Best Beauty Tech: P&G Opté Precision Skincare System
The Opté Precision Wand scans your face with a tiny camera at 200 frames per second and detects darkness like sunspots, freckles or moles. It then applies a precise amount of makeup or serum via 120 thermal inkjet nozzles inside the wand that deposit 1,000 picoliter droplets (that's one billionth of a liter) to precisely cover each spot or blemish. The result is a brushless makeup application that appears to be magically "erasing" your skin blemishes in real-time.
Best AI: Google Assistant 2019 upgrades: Interpreter Mode & Connect
Google dominated CES 2019, and it used the show to unleash a long list of upgrades to its Google Assistant, which now seems to be built-in to many new products right alongside arch-rival Alexa. The 2 new features we're most excited about: The Interpreter Mode, which lets people have back-and-forth conversations among 27 languages using a Google Smart Display as the go-between, and the Google Assistant Connect program: That will unleash a new army of gadgets that act just as smart as a full-fledged Assistant product, but only because they offload all the heavy lifting on a nearby smart speaker.
Best gaming product: Alienware Area-51m
The brand-new Area-51m is as close as a laptop version of Alienware's desktop Area-51 can get. You can upgrade both the CPU and the GPU, and it's packed with all the top-end mobile components available at the moment: up to an overclockable Core i9-9900HK, GeForce RTX 2080 and 2.5Gb Wi-Fi, among other things. Pricing starts at around $2,000 when it ships the third week of January, though that's with entry-level components.

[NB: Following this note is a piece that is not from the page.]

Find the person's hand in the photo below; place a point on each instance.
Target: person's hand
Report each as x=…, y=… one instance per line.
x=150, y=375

Best health tech: Omron HeartGuide
Guess what? Blood pressure tech is hard. On wearables, no smartwatch has done real FDA-cleared blood pressure tracking. Omron promised the HeartGuide last year, which used a wrist cuff, and now it's ready to go and has FDA clearance.

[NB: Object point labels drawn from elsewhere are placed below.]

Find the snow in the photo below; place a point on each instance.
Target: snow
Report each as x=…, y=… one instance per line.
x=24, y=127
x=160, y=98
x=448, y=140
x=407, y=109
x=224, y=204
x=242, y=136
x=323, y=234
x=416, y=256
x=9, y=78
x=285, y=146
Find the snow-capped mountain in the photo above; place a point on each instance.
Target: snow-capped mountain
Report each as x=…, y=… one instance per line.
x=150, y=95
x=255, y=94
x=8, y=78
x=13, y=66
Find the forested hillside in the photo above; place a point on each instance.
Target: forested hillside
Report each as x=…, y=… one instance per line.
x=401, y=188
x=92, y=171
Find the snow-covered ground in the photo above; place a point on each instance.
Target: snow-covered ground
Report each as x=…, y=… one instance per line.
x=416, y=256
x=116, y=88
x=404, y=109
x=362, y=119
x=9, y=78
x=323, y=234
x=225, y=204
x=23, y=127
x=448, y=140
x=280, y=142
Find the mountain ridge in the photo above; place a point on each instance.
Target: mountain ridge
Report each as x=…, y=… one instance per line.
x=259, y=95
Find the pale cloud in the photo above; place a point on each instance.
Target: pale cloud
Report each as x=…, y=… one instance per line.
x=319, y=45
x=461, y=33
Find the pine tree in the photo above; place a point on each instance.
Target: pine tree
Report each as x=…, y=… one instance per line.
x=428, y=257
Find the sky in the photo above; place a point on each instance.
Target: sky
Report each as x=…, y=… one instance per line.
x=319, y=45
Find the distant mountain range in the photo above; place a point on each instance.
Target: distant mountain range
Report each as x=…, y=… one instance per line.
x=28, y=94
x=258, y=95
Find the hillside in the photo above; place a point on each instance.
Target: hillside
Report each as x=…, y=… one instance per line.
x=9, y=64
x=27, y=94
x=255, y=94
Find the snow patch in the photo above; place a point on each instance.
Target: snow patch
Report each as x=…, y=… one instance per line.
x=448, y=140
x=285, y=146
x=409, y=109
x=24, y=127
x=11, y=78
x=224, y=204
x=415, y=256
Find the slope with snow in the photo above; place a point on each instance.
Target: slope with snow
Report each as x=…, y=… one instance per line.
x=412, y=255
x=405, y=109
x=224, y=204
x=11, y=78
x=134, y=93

Best AR/VR tech: HTC Vive Pro Eye
VR may seem like it's dead, but it's evolving. Eye tracking is a key component: it can help measure analytics like eye gaze, improve hands free controls, and improve graphics in games. The Vive Pro's eye tracking headset arrives this year, and it's the first of many to come. This isn't the promised next-gen Vive headset, Cosmos, which we don't know a lot about. But eye tracking might be the biggest important next wave in VR and AR, period.